Follow these steps to view your model run metrics in the Labelbox UI:

1. Navigate to the **Model** tab in Labelbox.
2. Select your model run.
3. Use the **metrics view** to see a distribution of your metrics. You can compare metrics across different data slices or classes.
4. Switch to the **gallery view** to filter and sort your data based on metrics. This is a powerful way to find interesting examples, such as:
   * Predictions with low confidence.
   * Predictions that your model got wrong (false positives).
   * Things your model missed (false negatives).
5. Click on any data row to see the detailed metrics for that specific prediction and annotation.

<Note>
  Automatic metrics may take a few minutes to calculate. Metric filters become available after metrics are generated. This means there can be a brief delay before metrics can be filtered.
</Note>

## Custom metrics

If the automatic metrics aren't enough, you can use the Python SDK to create and [upload your own custom metrics](https://docs.labelbox.com/reference/model-run-custom-metrics).
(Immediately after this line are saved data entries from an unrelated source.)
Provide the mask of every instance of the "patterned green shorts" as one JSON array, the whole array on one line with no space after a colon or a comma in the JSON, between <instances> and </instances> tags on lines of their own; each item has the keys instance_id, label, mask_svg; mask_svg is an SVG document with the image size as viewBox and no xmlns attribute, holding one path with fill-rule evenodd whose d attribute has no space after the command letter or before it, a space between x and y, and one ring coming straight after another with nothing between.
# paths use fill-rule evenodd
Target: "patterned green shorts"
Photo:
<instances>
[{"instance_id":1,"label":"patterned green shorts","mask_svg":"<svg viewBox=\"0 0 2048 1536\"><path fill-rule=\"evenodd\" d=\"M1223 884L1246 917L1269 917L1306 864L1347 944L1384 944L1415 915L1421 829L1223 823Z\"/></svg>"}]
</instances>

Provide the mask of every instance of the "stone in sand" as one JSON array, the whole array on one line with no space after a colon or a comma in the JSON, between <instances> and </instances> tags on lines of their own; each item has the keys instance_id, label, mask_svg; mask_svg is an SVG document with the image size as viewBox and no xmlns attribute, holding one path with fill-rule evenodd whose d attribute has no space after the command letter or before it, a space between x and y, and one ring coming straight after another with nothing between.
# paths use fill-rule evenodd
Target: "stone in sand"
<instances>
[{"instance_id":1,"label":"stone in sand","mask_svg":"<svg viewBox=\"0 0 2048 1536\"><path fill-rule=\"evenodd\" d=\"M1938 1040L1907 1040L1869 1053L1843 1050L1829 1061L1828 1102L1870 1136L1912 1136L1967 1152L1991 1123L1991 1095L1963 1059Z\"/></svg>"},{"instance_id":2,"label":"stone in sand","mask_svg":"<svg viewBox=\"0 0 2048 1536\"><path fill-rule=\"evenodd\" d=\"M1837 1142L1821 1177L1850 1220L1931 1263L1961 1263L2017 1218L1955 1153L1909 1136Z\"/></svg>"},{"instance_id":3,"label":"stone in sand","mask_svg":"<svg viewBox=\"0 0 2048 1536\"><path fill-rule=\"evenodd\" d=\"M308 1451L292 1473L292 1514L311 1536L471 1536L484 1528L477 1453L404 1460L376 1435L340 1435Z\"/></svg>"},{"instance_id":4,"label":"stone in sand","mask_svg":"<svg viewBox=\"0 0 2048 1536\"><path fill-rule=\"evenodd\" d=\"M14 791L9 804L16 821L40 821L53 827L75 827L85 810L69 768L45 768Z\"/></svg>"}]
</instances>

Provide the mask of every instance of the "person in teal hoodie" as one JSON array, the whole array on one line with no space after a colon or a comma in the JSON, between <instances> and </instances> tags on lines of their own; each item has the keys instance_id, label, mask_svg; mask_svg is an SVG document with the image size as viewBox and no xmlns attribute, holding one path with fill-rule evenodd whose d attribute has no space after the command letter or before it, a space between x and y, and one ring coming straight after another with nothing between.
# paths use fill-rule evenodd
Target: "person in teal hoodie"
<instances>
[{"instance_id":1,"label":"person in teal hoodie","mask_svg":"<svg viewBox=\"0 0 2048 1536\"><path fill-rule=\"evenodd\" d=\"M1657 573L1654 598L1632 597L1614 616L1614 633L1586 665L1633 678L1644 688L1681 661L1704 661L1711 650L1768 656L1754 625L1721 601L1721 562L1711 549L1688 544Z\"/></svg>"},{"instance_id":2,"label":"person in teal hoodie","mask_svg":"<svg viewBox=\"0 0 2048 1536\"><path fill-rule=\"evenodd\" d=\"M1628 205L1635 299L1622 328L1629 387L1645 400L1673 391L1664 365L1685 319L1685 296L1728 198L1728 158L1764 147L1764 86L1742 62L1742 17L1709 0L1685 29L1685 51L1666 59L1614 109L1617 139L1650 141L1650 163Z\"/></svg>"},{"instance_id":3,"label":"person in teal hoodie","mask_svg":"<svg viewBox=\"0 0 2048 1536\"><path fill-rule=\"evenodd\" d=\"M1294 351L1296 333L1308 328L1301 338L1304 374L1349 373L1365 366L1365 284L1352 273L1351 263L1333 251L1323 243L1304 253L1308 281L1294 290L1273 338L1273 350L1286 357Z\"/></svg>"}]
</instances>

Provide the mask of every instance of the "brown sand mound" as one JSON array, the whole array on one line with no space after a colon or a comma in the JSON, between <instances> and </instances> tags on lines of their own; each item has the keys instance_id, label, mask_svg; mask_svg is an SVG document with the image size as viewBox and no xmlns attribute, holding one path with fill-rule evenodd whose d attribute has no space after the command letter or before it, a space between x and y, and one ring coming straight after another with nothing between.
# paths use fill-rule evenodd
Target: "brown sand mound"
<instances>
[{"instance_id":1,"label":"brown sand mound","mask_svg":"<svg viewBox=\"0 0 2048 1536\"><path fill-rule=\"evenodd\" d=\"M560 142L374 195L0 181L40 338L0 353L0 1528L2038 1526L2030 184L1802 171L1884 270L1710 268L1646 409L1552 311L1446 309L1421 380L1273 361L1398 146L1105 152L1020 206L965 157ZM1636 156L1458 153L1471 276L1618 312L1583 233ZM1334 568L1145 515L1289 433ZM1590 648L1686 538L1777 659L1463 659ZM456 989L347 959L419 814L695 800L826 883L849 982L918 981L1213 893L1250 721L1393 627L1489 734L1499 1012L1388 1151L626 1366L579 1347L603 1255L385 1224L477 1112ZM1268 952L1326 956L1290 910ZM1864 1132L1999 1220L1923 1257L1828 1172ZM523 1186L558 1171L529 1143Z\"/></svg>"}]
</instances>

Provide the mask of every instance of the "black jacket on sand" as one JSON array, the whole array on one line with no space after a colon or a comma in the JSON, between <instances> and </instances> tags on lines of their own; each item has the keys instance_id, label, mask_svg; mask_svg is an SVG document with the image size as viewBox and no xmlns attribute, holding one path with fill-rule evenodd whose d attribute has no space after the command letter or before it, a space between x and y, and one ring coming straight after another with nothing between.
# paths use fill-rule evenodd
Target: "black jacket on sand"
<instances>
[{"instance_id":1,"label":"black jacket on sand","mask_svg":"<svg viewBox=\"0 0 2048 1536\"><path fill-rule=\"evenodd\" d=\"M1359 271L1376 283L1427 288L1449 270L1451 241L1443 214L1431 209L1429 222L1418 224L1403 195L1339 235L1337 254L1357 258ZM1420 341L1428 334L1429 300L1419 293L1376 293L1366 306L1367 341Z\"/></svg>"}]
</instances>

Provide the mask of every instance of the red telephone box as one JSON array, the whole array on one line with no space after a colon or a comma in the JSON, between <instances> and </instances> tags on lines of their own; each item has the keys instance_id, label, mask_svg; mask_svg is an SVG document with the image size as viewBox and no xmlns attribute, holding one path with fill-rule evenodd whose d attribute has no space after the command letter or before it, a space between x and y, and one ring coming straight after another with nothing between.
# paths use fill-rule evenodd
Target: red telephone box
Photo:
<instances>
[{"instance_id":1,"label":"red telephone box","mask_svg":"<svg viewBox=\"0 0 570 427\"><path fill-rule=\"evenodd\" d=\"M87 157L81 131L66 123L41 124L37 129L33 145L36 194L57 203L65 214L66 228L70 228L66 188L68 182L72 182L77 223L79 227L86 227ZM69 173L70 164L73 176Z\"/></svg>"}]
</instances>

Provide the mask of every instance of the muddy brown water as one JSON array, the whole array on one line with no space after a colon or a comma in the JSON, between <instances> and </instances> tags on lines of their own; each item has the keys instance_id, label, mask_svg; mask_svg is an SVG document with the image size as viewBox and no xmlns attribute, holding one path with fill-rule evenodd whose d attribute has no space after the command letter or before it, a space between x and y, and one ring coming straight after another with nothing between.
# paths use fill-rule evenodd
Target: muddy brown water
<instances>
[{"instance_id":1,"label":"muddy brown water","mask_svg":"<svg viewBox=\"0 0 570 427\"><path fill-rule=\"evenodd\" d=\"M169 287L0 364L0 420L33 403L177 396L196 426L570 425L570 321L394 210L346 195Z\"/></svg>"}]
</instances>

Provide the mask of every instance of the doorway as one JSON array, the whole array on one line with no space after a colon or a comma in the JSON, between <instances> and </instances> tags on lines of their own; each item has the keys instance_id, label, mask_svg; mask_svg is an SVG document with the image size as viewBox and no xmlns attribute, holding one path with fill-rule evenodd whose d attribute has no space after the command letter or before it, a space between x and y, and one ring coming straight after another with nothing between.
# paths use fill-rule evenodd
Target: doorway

This is useful when you have specific things you want to measure that are unique to your project.

You can associate custom metrics with a variety of prediction or annotation types, including:

* Bounding boxes
* Checklists
* Free-form text
* Polygons
* And more...

### View custom metrics

To view custom metrics for a given data row:

1. Choose **Model** from the Labelbox main menu and then select the **Experiment** type.
2. Use the list of experiments to select the model run containing your custom metrics.
3. Select a data row to open Detail view.
4. Use the **Annotations** and **Predictions** panels to view custom metrics.

Once uploaded, you can use your custom metrics to [filter and sort your data](/docs/model-slices), just like with automatic metrics.